How to Achieve Climate-Smart Agriculture?
Why is it necessary for us? Is it a top priority? Can we successfully manage and implement climate smart agriculture (CSA) in today’s complex business world? What are the basic components in CSA? How is my experience?
CSA is necessary and it is a key factor in today’s hypercompetitive and complex business World. The basic components are climate, agriculture and food security. Clearly, we can successfully design, coordinate, supervise and complete CSA projects.
I am proud of that I have successfully managed many climate-smart agriculture (CSA) projects such as rice, wheat, barley, apple, orange, pear, chicken, livestock, and others as a manufacturing operations leader in agro-food industry. We have cooperated with the farmers, Government institutions and SMEs. So that we increased food production and incomes of the farmers, and improved the resilience or adaptive capacity, and mitigated climate change in Turkey. We have applied the our well-designed CSA method in farming, applied full traceability and EC infant nutrition standards and regulations. We have exported our organic and conventional infant products to Europe, CIS and MENA countries without failure. It was the first in Turkey and MEA.
How to achieve CSA? Now, I will explain!
Climate-smart agriculture refers to the process of the agriculture and food systems that sustainably increase the food production and farmer’s incomes to improve food safety and security, improve the adaptive capacity (resilience) of the farming systems, and mitigate the climate change to reduce the effects of the greenhouse gases. This means that CSA will create benefits about food, agriculture and climate change.

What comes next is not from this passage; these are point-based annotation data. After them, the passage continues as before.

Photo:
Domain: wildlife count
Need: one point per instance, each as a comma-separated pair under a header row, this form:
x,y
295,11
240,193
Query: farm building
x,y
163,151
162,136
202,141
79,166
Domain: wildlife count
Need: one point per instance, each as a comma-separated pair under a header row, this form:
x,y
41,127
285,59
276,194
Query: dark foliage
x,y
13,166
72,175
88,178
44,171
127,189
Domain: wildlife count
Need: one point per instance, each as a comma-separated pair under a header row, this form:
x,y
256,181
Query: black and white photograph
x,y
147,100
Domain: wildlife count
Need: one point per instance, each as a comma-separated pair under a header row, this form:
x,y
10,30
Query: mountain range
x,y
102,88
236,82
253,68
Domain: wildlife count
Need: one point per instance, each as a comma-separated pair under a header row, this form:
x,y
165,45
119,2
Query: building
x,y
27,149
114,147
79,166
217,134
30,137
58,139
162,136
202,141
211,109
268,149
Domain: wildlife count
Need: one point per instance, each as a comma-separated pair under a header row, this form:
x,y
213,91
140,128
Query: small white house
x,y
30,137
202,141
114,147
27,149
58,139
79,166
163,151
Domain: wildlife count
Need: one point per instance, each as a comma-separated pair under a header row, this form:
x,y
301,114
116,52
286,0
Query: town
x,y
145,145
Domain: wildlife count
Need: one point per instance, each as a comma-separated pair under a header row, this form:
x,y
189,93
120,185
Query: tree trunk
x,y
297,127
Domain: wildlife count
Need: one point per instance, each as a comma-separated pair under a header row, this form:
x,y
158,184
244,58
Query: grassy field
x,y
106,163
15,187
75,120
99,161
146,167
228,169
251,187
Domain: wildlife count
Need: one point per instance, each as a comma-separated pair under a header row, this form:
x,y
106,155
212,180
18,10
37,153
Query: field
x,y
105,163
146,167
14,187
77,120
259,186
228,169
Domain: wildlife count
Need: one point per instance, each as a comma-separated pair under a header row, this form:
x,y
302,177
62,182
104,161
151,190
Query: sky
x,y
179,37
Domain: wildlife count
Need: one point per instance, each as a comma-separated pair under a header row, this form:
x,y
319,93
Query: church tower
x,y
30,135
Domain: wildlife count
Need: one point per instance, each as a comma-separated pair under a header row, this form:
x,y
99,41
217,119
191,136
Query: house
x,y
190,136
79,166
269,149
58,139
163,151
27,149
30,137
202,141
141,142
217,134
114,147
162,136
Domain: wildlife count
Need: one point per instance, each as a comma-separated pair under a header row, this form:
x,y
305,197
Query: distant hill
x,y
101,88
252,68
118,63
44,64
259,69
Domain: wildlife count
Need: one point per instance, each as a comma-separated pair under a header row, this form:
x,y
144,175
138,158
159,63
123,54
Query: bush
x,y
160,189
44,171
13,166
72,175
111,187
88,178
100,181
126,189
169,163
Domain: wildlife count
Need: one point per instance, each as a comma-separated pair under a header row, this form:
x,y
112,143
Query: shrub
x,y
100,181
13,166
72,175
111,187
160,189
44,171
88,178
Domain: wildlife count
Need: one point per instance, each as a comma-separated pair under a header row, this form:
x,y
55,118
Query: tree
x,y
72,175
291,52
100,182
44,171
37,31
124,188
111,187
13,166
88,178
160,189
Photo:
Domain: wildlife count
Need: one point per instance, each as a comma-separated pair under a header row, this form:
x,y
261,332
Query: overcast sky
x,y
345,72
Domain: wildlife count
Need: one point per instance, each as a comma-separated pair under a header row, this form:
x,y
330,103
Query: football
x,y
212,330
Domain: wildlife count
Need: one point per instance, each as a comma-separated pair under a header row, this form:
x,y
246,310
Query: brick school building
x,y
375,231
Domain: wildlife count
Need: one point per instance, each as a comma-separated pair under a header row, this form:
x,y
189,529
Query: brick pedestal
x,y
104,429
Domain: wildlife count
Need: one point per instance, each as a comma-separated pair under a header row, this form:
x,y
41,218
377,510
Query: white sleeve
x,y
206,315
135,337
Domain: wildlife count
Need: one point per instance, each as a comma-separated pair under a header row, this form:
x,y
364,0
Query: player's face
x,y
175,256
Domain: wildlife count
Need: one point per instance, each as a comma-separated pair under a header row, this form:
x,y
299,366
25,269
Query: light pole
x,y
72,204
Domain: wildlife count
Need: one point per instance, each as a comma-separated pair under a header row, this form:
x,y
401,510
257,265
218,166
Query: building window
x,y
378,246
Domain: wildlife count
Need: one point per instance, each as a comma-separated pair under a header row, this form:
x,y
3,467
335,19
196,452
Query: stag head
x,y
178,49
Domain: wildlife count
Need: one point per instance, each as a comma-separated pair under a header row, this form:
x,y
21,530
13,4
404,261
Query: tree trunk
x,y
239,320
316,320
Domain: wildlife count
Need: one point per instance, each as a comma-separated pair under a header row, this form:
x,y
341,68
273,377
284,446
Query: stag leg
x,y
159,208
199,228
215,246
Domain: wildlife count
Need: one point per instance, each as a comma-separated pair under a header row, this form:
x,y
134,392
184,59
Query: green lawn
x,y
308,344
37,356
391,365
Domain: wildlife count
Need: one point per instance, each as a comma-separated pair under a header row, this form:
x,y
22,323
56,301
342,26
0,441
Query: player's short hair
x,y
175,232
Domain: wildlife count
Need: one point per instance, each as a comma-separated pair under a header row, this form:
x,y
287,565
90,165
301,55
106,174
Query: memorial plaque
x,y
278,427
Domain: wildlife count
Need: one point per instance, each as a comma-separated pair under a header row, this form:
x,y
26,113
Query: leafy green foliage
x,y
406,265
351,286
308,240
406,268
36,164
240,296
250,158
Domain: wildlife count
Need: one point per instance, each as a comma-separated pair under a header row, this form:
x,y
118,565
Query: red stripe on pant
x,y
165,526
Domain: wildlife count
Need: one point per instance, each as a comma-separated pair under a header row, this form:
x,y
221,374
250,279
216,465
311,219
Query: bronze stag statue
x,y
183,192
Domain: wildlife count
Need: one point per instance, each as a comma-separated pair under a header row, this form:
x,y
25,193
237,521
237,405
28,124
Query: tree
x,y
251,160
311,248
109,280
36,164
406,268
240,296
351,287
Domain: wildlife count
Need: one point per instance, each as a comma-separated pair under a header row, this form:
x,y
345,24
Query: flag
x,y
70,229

When we design and develop the agricultural programming and policy, we have to consider the impact of the farm-level practices. These are agronomy, postharvest management, livestock, agroforestry, and energy systems. We have to analyse and consider their contributions to the three CSA pillars:
1. Agronomic and economic productivity and performance
2. Resilience, adaptive capacity and vulnerability,
3. Climate change mitigation.
So, what are the farm-level management practices that we have to consider when we develop and implement a Climate-Smart Agriculture approach?
We have to use the CSA Technologies that address the climate and/or weather related risks such as floods, drought, seasonal rain changes while improving the food security for the stakeholders.
We have to use CSA technologies to achieve productivity, resilience and mitigation. Here, the productivity is a key priority in developing countries dependent on agriculture for food safety and security.
We have to design and implement socially and culturally appropriate CSA technologies for each of the application areas.
If we effectively design, develop and implement a CSA program, we can sustainably increase the food production and/or farmers’ incomes, resilience or adaptive capacity, and mitigate climate change when possible.